Донный лед - Страница 30

Изменить размер шрифта:

- Сейчас, Сеня, обожди минуточку, только замету здесь, ребятишки насорили.

И, схватив веник, быстро-быстро начала заметать какой-то там мусор, но Сеня этого мусора не видел, потому что Варька наклонилась, и Сеня увидел ее грудь с синими молочными жилками под тонкой белой кожей.

Это было как откровение, как неистовый какой-то сигнал, что он, Сеня, связан теперь с Варькой, с теплом ее глаз и тела, и с тоненькой, порхающей, как бабочка, Наташей, и с молчаливым, добродушным пацанчиком, с его беззубой улыбкой, со струйкой слюны, сползающей на смешной неоформившийся подбородок.

Кто знает, может быть, приди Сеня к Варьке в благополучном состоянии духа, и ничего бы не возникло, никакого такого рокового чувства, но Сеня пришел в неблагополучном состоянии, душа его была уязвлена и выстужена, к тому же не следует забывать, что он был голоден, все это вместе сделало его восприимчивым и беззащитным, и он усаживался за стол уже ошеломленным.

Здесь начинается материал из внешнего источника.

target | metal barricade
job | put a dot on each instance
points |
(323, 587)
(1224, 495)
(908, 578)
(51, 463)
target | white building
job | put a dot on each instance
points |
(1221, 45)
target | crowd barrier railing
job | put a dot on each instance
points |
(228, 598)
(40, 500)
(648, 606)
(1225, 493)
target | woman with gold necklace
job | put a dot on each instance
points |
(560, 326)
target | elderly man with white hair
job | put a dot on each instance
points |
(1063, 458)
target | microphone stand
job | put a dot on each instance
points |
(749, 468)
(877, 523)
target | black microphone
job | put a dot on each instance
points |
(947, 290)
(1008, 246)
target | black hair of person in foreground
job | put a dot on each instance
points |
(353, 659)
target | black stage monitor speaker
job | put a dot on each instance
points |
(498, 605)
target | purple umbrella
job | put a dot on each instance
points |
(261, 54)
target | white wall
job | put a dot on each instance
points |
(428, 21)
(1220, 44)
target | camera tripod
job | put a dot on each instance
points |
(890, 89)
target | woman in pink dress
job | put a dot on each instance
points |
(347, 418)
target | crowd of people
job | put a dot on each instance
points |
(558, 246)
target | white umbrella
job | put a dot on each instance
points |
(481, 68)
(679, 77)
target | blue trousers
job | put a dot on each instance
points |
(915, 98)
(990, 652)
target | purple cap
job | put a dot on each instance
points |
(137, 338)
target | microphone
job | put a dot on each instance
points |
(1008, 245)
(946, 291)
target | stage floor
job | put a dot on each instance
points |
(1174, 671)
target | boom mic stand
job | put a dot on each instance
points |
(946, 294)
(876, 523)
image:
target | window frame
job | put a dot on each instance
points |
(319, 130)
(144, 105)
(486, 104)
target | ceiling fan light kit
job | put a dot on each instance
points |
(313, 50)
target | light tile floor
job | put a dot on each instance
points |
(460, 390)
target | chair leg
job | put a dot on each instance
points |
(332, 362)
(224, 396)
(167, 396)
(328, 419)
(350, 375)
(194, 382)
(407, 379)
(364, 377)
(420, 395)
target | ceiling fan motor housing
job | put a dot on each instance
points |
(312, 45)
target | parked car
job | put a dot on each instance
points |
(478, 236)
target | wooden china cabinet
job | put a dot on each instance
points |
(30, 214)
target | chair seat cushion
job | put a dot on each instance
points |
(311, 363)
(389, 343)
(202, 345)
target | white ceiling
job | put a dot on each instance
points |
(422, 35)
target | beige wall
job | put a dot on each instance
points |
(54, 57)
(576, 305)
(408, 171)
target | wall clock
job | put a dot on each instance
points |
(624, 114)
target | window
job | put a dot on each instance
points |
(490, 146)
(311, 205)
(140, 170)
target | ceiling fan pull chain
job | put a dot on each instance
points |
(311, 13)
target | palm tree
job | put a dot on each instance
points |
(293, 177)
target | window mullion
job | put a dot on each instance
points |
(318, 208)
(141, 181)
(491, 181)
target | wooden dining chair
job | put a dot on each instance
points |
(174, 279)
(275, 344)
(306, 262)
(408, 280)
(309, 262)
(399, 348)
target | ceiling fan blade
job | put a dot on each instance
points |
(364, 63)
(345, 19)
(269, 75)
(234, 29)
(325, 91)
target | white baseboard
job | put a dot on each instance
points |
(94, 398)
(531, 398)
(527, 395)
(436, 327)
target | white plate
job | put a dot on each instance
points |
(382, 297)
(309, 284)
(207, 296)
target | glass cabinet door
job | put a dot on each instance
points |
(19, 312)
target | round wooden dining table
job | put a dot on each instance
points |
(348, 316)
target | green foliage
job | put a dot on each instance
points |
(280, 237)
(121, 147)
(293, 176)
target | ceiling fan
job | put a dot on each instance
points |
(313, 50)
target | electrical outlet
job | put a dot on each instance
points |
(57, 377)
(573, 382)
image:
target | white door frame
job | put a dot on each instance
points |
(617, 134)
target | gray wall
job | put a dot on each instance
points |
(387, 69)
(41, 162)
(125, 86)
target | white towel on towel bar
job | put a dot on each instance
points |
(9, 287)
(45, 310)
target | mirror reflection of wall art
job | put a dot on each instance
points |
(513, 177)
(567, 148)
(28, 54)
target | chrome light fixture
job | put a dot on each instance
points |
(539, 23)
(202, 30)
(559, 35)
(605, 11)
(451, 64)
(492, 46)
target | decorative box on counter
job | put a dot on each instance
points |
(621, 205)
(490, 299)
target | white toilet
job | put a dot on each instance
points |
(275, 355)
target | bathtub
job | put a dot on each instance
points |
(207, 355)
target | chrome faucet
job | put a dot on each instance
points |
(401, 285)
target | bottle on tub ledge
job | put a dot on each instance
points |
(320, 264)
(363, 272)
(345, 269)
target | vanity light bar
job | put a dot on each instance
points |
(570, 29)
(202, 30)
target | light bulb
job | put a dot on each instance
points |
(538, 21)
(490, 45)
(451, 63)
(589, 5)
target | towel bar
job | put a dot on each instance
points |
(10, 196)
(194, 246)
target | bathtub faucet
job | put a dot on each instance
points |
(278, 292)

За столом продолжали разговаривать, Арслан Арсланов рассказывал какой-то анекдот, или нет, это был не анекдот, а смешной случай из его собственной жизни, когда он плавал на пароходах морского пароходства. Или нет, это был все-таки анекдот - Сеня слушал невнимательно. Он слушал невнимательно, морщил нос, стараясь скрыть смущение, и ел наконец-то горячее - Варька быстренько состряпала ему на плите "Валя" жареную картошку с желанной говяжьей тушенкой.

Гости серьезного внимания на Сеню не обращали. Каждый из них был занят своей какой-то собственной задачей. Валентина из ЛенБАМа следила за своим сыном Сашей и за соседской девочкой Светочкой, которую она тоже привела. Нина следила за собой, чтобы казаться непринужденной и естественной, чтобы никому и в голову не пришло спросить ее даже мысленно: "А почему ты, собственно, здесь с Арслановым, если у него жена-врач в Свердловске и ребенок?" Арслан же Арсланов лез, как всегда, из кожи вон, чтобы быть душой компании, и это ему, как всегда, удавалось.

- Мой дядя, - рассказывал Арслан Арсланов, картинно откинувшись на спинку стула, - был юрист, потом вышел на пенсию и на нетрудовые доходы построил большой каменный дом. И вот я приезжаю в этот поселок, ставший городом, и приезжаю на "Волге" и с кинокамерой. За рулем мой друг - это его "Волга", но мы притворяемся, что он мой шофер. Приезжаем, останавливаемся возле дома, не у ворот, но недалеко, так, что машину видно отовсюду. Я выхожу, начинаю снимать. Вообще-то у меня пленки как раз не было, но я демонстративно снимаю. Каменную ограду. Ворота. Табличку с номером. Сад через ограду. Гараж. Ну и так далее. Тружусь в поте лица. Немножко перекуриваю и опять тружусь. Ладно. Дядя не выходит. Но выкатывается пацан, крутится под ногами, потом подкатывается к машине и задает другу вопрос, откуда, мол, машина, кого он возит и все такое. Друг говорит: кинооператора вожу. Киножурнал "Фитиль". Кинооператор. Пацан укатывается. Так. Выходит дядя. А он меня ребенком видел последний раз. Я смотрю - постарел, но крепкий. Он смотрит - не узнает. И говорит такую речь: "Молодой человек, говорит, прошу в дом". Я говорю: "Спасибо", он друга тоже приглашает: "Пожалуйста". Друг говорит: "Спасибо", мы идем.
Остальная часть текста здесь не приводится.